A weakened LNG trading market and lower charter rates have increased interim net losses for John Fredriksen-controlled Flex LNG.

In a results statement, Flex reported an average time charter equivalent (TCE) rate of $46,588 per day for the second quarter 2020, compared to $67,740 per day in the previous quarter.

Flex LNG chief executive Oystein Kalleklev acknowledged that the company’s vessels were exposed to a weak spot market in spring and summer, but said that the trading results were in line with its guidance.

Kalleklev said: “We expect similar trading results for the third quarter, even with mobilisation of three or possibly four newbuildings during this quarter.”

Flex’s interim losses almost tripled in the first half of the year to $21.5m, from $7.4m in the same period last year.

In the second quarter alone, the company logged a net loss of $6.7m, up from $3.9m a year ago.

First-half operating revenue jumped to $28.1m from $8.0m a year earlier, with second quarter figures also up at $8.8m from $4.9m in the second quarter of 2019.

Multifaceted challenges

Flex said its operating revenues in the second quarter were impacted by the Covid-19 pandemic, which has resulted in lower gas demand, thus impacting freight demand.

On the other hand, voyage expenses and vessel operating expenses were down, compared with the first quarter.

Kalleklev said: “The Covid-19 pandemic and resulting mobility restrictions posed multifaceted challenges for LNG shipping, which in nature is mobile and woven into global supply chains."
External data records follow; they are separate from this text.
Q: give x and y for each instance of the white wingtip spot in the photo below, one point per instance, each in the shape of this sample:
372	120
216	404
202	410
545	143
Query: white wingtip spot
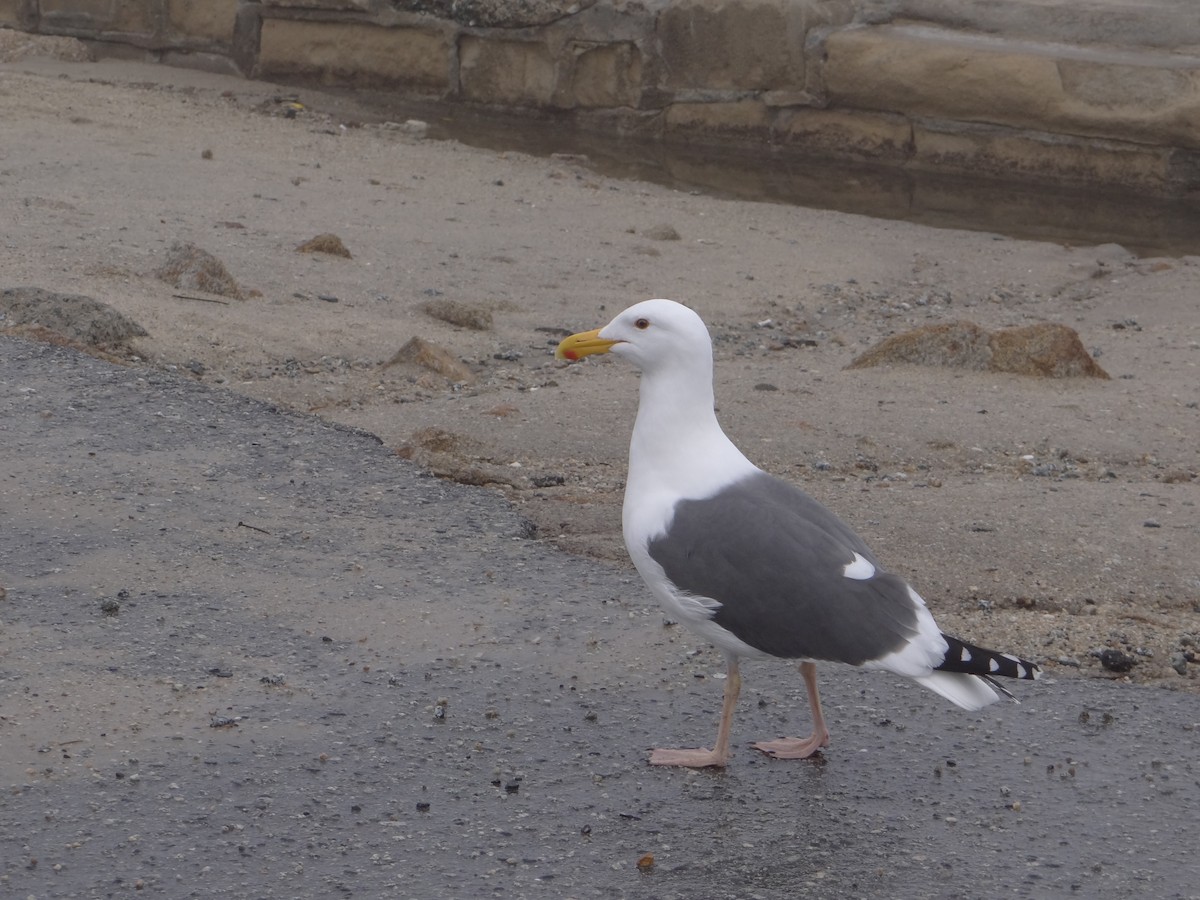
858	569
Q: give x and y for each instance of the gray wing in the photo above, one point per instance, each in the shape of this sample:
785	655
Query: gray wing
775	558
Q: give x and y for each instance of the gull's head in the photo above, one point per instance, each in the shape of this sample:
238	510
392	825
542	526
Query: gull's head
651	335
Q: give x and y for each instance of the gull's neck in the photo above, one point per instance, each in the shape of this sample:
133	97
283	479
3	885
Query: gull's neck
678	447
Despite these challenges, Flex managed to operate its ships with 100% up-time and availability, Kalleklev said, with cargoes being delivered without disruptions or delays. The company also mobilised two newbuildings for delivery.

Flex also managed to carry out, on average, two crew changes per ship, Kalleklev said.

Mystery charterers

The company spelled out more details on its three recently announced time charters, even though it still refrained from identifying the charterers.

The newly delivered, 174,000-cbm Flex Aurora started an eight-month charter with an international utility company in the third quarter, with an option to extend the hire by three months.

The 174,000-cbm Flex Amber will go on hire to an international energy major in the last three months of this year under a charter expiring in the third or fourth quarter of 2021. Flex said the charterer has options to extend the charter period for up to an additional two years, adding that the time charter has elements of a variable rate of hire.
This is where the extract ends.